García-Alix, Ouka Leele, Pérez Mínguez y Miguel Trillo recuperan la agitación del movimiento que modernizó España a finales de los 70

No constituyeron ningún grupo. No publicaron ningún manifiesto. No obedecieron corporativamente a ninguna estética común. No exhibieron ningún afán de hacer Historia. Y algunos, mientras capturaban sus imágenes, ni siquiera se conocieron entre sí. Y, sin embargo, al recitar sus nombres cuarenta años después de su trabajo, este cuarteto de fotógrafos disímiles resuena todavía como el compacto bloque común que nunca llegaron a ser. Una marca gaseosa y difusa tiene la culpa del nexo que los empareja desde entonces: La Movida.

La visión de La Movida. Crónica de una agitación 1978-1988, una retrospectiva producida por la Fundación Colectania y Les Recontres d´Arles comisariada por Antoine Beaupré, Pep Font de Mora e Irene de Mendoza nos devuelve al hervor creativo que, con epicentro en Madrid, sacudió España inyectando modernidad y color a un país que recién amortajado el dictador, emergía de un tedioso letargo sombrío y gris. En fotografía, por supuesto, también. El certificado historicista de la muestra y el glamour fetichista que solo pueden irradiar las copias de época, actúan como la boca de un túnel que nos aerotransporta con nostalgia al fragor frívolo, vital y descarado de La Movida.

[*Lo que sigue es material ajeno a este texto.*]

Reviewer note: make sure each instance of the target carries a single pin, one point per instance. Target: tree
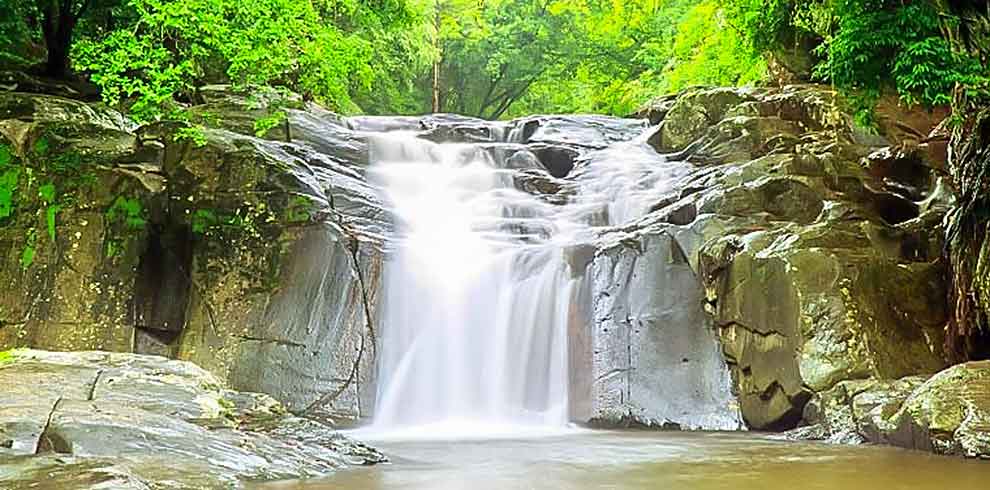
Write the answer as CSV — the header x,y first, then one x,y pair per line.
x,y
58,21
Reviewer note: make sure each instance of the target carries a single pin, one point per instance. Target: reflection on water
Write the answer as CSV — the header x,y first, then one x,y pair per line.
x,y
651,460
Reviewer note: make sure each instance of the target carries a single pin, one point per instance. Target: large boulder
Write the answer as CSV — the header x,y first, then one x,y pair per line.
x,y
171,424
220,242
948,413
817,250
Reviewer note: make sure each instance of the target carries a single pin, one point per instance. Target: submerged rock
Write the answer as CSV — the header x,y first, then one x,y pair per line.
x,y
91,420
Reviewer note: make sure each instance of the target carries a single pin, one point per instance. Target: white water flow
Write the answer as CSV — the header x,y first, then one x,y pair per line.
x,y
478,291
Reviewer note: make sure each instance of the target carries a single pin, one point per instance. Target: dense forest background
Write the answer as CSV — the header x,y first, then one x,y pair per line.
x,y
490,58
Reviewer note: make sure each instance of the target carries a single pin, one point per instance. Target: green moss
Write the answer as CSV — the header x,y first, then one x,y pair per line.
x,y
124,218
128,212
264,124
195,134
299,209
8,187
9,356
27,255
41,146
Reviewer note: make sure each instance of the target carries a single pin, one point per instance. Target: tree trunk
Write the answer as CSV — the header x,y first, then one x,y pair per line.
x,y
436,63
968,224
57,27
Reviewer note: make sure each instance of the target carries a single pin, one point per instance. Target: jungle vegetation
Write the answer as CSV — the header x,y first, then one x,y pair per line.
x,y
489,58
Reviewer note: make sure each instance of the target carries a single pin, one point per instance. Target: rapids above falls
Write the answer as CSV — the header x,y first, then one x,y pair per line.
x,y
489,280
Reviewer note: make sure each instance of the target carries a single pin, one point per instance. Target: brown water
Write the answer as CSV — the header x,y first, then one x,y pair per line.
x,y
651,460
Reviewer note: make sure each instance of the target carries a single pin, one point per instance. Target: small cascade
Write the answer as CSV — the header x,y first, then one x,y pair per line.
x,y
481,287
476,297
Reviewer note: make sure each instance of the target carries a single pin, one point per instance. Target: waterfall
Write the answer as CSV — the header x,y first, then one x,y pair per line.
x,y
476,297
482,291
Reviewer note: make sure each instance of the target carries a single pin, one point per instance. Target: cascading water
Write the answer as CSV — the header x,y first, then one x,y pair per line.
x,y
480,285
476,301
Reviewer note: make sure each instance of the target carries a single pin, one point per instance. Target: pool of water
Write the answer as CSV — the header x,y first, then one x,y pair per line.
x,y
649,460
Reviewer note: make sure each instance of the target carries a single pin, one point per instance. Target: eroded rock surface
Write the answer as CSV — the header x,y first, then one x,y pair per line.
x,y
948,413
818,252
93,420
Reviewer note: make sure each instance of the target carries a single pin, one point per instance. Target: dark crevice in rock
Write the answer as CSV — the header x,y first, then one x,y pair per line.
x,y
92,386
49,441
894,209
287,343
162,289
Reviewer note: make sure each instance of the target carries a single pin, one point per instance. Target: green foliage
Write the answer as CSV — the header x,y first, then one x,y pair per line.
x,y
194,134
128,212
9,176
317,48
264,124
124,218
9,356
47,194
27,254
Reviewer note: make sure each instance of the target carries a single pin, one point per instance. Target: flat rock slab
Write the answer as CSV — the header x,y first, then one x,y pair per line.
x,y
93,420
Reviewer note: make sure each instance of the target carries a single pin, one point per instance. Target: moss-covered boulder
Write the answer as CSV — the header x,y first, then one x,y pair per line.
x,y
818,247
256,257
86,419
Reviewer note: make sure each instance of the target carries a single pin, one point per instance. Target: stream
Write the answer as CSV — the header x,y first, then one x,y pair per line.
x,y
634,460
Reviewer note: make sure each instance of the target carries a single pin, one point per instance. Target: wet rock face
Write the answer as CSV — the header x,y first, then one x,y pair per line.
x,y
655,359
170,422
818,253
256,257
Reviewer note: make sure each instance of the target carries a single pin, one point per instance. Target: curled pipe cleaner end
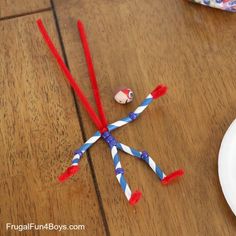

© Ouka Leele / «Madrid, 1984»

El descaro es el gran dominio de nuestro cuarteto. “Al fin en Madrid las fotografías de Ouka Lele”, rezaban, fosforescentes, las pegatinas que la propia Ouka Leele pegaba por Madrid anunciando su primera muestra en un acto naif de descaro y de osadía que revela lo que la Movida fotográfica tuvo también de happening, acción performativa y astuta mercadotecnia. Ouka Leele (Bárbara Allende Gil de Biedma, Madrid, 1957: sobrina del poeta) es un caso paradójico, y en cierto modo seminal del inmediato futuro que llegaría para convertir a los fotógrafos en los artistas que, hoy, ni siquiera precisan cámara para trabajar.

Con 17 años, bella y tímida, Ouka acabó acompañando a un amigo que le pedía, muy pesado, que fuera con él al Photocentro, la mítica academia de la modernidad fotográfica española de los 70. Entró, vio el laboratorio y, para no haber querido nunca ser fotógrafa, “me quedé estupefacta, fascinada, enganchada”, recuerda todavía.En el Photocentro, donde Warhol era Dios, por sus dibujos al carboncillo de la Pietá o del Discóbolo, a aquella chavala le llamaban “anticuada”, pero cuando empieza a hacer sus fotos desinhibidas, que para ella apenas eran ejercicios escolares, rápidamente la proclaman “la nueva imagen de España”.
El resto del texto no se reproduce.